BRIANA
Deixei a minha mãe no portão do sítio gritando e entrem na minha casa.
Foi quando recebi a ligação de um amigo de faculdade.
-Boa tarde Bri!
-Boa tarde Theu!
— Ouvi dizer que você procurou encrenca com gente grande.
— Gente grande, a minha mãe.
— Olha, a sua situação não está fácil, mas tenho uma dica de um trabalho.
— Se for aqui no estado, a pessoa nem vai responder-me.
— Fica tranquila, e do outro lado do país, na fazenda onde o "vaquinha" estava.
-Vixe, mas lá acho que o fazendeiro não vai querer uma veterinária mulher, já que sabemos como o "vaquinha" conseguiu o trabalho.
Falei gargalhando.
— Menina, tudo conversa, a coisa ficou feia com ele, o fazendeiro nunca soube quem ele era, apenas quando pegou ele e a noiva juntos, mandou os dois embora pelados de madrugada.
— Mais uma para a coleção do "vaquinha".
— Olha, eles dão bom salário, moradia, e tudo mais que precisar. Contratação imediata, eles precisam de um veterinário em menos de duas semanas lá.
— Eu chego em uma, passa o contato.
Ficamos a conversar um pouco, e assim que desliguei liguei para o contato do tal fazendeiro.
Mandei o meu currículo, e no dia seguinte, já enviaram um contrato que não poderia recusar, esse fazendeiro deve estar a precisar mesmo, ou é louco, deve ser louco, já que tinha o "vaquinha' na sua fazenda.
Assinei, fiz toda a parte burocrática, agora esse fazendeiro teria os serviços veterinários Shisten.
Fiz uma compra de móveis “online”, já contratando entrega, montagem, decoração, tudo novinho.
Haviam enviado fotos e medidas da casa onde iria morar, nossa, nova, linda, moderna até de mais para uma fazenda no meio do mato.
Eu gosto mais do estilo rústico mesmo, mas comprei a mobília conforme a casa.
Comprei também mantimentos, enxoval, algumas roupas, pois daqui iria levar pouco.
A viagem até lá levaria quatro dias de carro, seria mais rápido de avião, porém, não poderia levar "Precioso', o meu cavalo, e a minha Harley.
Informei o contato do fazendeiro que iria adiantar a minha ida, por isso a mudança já chegaria no outro dia.

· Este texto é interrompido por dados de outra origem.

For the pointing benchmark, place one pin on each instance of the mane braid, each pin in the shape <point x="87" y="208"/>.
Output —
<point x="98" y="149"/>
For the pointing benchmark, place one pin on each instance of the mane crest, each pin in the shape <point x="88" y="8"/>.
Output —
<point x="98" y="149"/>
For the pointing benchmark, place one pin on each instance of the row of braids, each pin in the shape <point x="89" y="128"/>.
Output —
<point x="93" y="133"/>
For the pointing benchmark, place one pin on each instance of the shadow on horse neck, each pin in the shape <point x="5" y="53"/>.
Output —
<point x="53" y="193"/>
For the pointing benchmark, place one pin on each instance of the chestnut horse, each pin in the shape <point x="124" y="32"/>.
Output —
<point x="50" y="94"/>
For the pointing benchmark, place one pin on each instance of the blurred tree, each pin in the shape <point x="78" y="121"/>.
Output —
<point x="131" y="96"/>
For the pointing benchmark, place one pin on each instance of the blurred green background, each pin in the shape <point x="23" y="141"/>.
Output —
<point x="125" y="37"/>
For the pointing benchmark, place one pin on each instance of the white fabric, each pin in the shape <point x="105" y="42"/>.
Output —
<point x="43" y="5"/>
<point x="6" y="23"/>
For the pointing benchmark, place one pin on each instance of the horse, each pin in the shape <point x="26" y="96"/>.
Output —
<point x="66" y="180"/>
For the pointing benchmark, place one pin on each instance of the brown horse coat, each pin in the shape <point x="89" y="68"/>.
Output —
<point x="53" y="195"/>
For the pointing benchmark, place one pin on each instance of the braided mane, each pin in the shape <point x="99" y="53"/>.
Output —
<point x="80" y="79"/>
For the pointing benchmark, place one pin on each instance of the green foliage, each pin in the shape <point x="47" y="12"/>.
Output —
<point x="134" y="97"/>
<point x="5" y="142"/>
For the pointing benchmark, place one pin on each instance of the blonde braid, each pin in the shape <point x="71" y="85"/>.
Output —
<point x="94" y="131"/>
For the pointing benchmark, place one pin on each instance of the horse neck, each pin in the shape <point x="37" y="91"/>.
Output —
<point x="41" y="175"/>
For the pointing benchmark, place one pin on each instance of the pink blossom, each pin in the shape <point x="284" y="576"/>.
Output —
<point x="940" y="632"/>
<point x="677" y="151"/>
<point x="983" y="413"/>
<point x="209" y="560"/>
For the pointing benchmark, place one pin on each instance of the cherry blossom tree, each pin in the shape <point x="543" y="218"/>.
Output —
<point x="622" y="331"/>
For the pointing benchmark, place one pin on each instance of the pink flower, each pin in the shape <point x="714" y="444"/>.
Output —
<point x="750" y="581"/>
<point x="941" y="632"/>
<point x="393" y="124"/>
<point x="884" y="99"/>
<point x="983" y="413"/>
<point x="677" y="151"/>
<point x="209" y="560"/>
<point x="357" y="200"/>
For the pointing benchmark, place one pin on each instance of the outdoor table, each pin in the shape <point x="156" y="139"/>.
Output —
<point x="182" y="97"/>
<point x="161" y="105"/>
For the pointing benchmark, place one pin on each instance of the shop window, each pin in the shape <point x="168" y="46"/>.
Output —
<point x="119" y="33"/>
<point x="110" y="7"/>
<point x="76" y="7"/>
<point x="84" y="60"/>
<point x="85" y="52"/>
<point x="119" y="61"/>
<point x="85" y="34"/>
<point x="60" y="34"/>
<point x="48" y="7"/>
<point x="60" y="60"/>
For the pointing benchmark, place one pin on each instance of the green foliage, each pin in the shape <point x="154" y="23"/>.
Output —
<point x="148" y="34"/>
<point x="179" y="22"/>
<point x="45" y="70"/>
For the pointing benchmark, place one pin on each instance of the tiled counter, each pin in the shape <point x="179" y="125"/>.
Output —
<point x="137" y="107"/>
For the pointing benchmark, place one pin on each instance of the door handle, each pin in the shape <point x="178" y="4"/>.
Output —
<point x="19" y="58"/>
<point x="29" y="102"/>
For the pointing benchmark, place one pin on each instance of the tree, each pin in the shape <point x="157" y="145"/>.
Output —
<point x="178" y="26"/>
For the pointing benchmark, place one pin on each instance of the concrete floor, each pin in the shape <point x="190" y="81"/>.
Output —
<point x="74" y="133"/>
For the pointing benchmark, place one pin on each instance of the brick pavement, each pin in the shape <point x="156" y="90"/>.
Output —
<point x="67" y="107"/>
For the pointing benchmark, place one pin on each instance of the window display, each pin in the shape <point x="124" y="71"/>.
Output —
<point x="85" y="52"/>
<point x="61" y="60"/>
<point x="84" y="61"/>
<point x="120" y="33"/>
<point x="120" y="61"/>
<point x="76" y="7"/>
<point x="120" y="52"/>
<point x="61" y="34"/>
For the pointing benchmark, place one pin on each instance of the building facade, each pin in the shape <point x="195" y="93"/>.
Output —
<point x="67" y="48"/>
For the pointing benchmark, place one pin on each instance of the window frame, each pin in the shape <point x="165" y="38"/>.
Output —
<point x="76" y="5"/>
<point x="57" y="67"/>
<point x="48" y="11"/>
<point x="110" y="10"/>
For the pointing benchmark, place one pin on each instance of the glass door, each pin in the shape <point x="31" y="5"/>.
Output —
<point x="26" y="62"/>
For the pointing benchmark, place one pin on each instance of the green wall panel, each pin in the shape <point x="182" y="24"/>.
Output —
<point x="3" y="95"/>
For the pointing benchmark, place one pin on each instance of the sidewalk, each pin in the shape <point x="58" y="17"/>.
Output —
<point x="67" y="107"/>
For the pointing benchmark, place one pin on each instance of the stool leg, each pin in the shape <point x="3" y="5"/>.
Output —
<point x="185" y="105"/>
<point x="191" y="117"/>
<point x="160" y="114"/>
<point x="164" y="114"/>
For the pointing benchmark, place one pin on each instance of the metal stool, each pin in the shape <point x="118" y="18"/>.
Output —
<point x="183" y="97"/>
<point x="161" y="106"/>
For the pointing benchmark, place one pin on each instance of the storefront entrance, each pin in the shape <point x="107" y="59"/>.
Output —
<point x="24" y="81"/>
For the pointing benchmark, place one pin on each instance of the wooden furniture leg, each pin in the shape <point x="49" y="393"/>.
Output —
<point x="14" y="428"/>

Assim despedi de Ana e Damião, coloquei Precioso e a Harley na carretinha adaptada, onde tinha o espaço dela, e dele, garantindo que ele tivesse todo o conforto da viagem.
Conferi os medicamentos dele, um garanhão, totalmente negro, raro, lindo e elegante, o meu xôdo.
Segui viagem, após comprar um novo chip, fazendo paradas em pontos que sabia ter lugar para Precioso andar um pouco.
Foi uma viagem divertida, pude aproveitar o som alto da minha F1000, para pensar.
Lembrei-me do meu pai, da morte repentina dele.
Um assalto, nunca encontraram os bandidos, o que eles levaram, nada.
Detalhe sobre mim, tenho bem medidos um metro e cinquenta e dois centímetros, mas sempre estou de saltos, por isso parece que tenho um e sessenta.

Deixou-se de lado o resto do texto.